Deze website wordt niet langer ondersteund in Internet Explorer. Update hier je browser voor een betere ervaring.

Een tekstballon voor de Biënnale

Misschien heeft Dominique Gonzalez-Foerster brute pech. De Franse artieste doet in Venetië iets mysterieus met een verwilderd stuk tennisbaan, voor de toeschouwer die over het geabimeerde hek in de tuin achter het Arsenale wil kijken.
Door Bert Bultinck op 4 aug 2009
Tekst
Politiek & samenleving

Misschien heeft Dominique Gonzalez-Foerster brute pech. De Franse artieste doet in Venetië iets mysterieus met een verwilderd stuk tennisbaan, voor de toeschouwer die over het geabimeerde hek in de tuin achter het Arsenale wil kijken. Anders dan bij de overige kunstwerken op de Biënnale moet de bezoeker het zonder bijsluiter stellen: op het begeleidende naamplaatje is alle commentaar met zwarte stift uitgestreept. Het nog leesbare 'Untitled 2009' biedt niet veel aanknopingspunten.

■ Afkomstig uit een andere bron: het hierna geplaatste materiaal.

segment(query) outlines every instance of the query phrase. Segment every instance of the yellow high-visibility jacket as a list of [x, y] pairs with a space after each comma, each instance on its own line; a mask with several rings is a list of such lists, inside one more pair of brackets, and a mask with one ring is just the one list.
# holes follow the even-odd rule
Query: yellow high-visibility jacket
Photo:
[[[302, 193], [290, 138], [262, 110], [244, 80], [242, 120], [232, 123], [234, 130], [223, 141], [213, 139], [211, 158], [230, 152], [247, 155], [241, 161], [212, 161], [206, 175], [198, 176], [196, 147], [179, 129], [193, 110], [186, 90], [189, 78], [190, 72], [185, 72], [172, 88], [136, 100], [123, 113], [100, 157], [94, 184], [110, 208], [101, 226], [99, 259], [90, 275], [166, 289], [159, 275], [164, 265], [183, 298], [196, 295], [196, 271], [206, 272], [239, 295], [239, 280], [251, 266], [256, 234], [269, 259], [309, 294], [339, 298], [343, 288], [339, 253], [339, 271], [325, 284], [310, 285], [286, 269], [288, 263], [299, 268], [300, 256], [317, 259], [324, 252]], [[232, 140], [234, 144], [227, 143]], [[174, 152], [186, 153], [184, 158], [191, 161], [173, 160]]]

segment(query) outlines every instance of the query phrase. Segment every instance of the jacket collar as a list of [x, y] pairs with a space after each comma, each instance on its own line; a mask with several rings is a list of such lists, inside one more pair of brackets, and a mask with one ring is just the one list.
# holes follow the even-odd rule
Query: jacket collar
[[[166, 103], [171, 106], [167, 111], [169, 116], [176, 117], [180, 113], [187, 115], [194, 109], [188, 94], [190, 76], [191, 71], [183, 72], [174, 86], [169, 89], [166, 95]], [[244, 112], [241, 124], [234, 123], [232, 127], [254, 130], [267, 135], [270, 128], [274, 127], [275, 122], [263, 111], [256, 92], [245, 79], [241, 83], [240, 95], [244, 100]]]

Zouden de zwarte strepen deel zijn van het kunstwerk? Zou het geënsceneerd artistiek vandalisme zijn? Het kan. Maar het kan ook iets anders zijn. Iets banalers. Misschien was het commentaar een vergissing en heeft de organisatie een en ander nog willen rechtzetten. Misschien vond iemand de uitleg belachelijk. Of naast de kwestie. Misschien was het, met andere woorden, ongeënsceneerd vandalisme, zij het van de eerder beschaafde variant. In dat geval heeft Dominique Gonzalez-Foerster de brute pech dat een kunstminnende of juist kunstkritische voorbijganger het commentaar heeft uitgewist. Het overgroeide stuk gravel kan alle toegevoegde betekenis goed gebruiken.

Op het grootste kunstspektakel ter wereld roept de zwarte stift vragen op. Vragen over pompeuze interpretaties of contexten, maar ook ruimere vragen over wat die bijzonder korte, maar potentieel bijzonder sturende teksten met de beelden op een tentoonstelling als de Biënnale precies doen. Neem bijvoorbeeld het werk van Richard Wentworth, ook in het Arsenale. Zijn bijdrage is van een aperte nietszeggendheid, het commentaar is duur.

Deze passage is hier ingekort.